Ocorreu na tarde desta quarta-feira (22), em Porto Velho, a 1ª rodada de negociação salarial da Convenção Coletiva de Trabalho (CCT) 2017-2018,  na sede do Sindicato dos Professores de Instituições de Ensino Superior Privadas do Estado de Rondônia (SINPRO-RO), entre o SINPRO-RO representado pelo presidente Prof. Luizmar Neves,  sua diretoria e a comissão formada pelo Sindicato dos Estabelecimentos de Ensino Particular (SINEPE-RO).

Entre as propostas apresentas na pauta de reivindicações estão:
  • O reajuste salarial de 16% (dezesseis por cento);
  • Auxílio alimentação passando a ser R$ 250,00;
  • Seguro de vida para todos os professores com prêmio no valor de R$ 50.000,00;
  • Bolsa integral para Pós-Graduação para os professores;
  • Bolsa integral para Graduação dos filhos dos professores;
  • Plano de saúde hospitalar;
  • Implantação de creches para crianças de até seis meses para Instituições de Ensino Superior (IES) com mais de 30 (trinta) funcionários.
A comissão formada pelos diretores e instituições de ensino superior privadas do SINEPE-RO fez uma contraproposta de reajuste salarial de 2,5% (dois vírgula cinco por cento) e ainda solicitou ao SINPRO-RO que fosse diminuído o auxílio alimentação para 50% do valor, ou seja, de R$ 123,00 para R$ 61,50 e ainda a diminuição dos 20% (vinte por cento) de planejamento para 5% (cinco por cento).

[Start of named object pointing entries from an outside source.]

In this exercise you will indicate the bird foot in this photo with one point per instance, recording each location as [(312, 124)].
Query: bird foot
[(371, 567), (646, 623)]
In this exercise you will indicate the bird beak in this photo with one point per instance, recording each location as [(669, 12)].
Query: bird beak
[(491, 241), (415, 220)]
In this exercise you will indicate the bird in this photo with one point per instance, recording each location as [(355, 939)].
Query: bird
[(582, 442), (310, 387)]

O SINEPE argumenta ainda que, devido a crise que o país vem passando, o número de alunos caiu e assim consequentemente o lucro das IES.

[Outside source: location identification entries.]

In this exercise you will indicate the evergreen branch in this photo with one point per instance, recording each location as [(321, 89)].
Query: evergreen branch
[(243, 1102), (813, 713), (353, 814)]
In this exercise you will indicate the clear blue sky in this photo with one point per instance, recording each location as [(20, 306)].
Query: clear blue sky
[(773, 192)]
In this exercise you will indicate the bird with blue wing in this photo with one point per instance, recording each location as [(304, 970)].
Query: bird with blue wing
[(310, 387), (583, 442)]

Para o presidente do SINPRO-RO, prof. Luizmar Neves, a contraproposta é inaceitável e absurda.

“Estou extremamente indignado com a posição das IES sobre a nossa CCT, mostra total desvalorização e descaso com a classe mais sofrida deste país. Os professores estão há 5 anos sem receber um reajuste de valor igual ou superior ao do Índice Nacional de Preços ao Consumidor (INPC), assim o sindicato entende que além da reposição devemos obter um ganho real”, ressalta o professor Luizmar Neves.

 
O prof. Luizmar Neves diz ainda que espera que as instituições tenham bom senso para fechar um acordo razoável, dentro dos limites aceitáveis, e que toda decisão será deliberada em assembleia conforme a diretoria do SINPRO-RO sempre fez.

A próxima rodada de negociação será no dia 29 de março às 09hs na sala de reuniões da faculdade PORTO-FGV.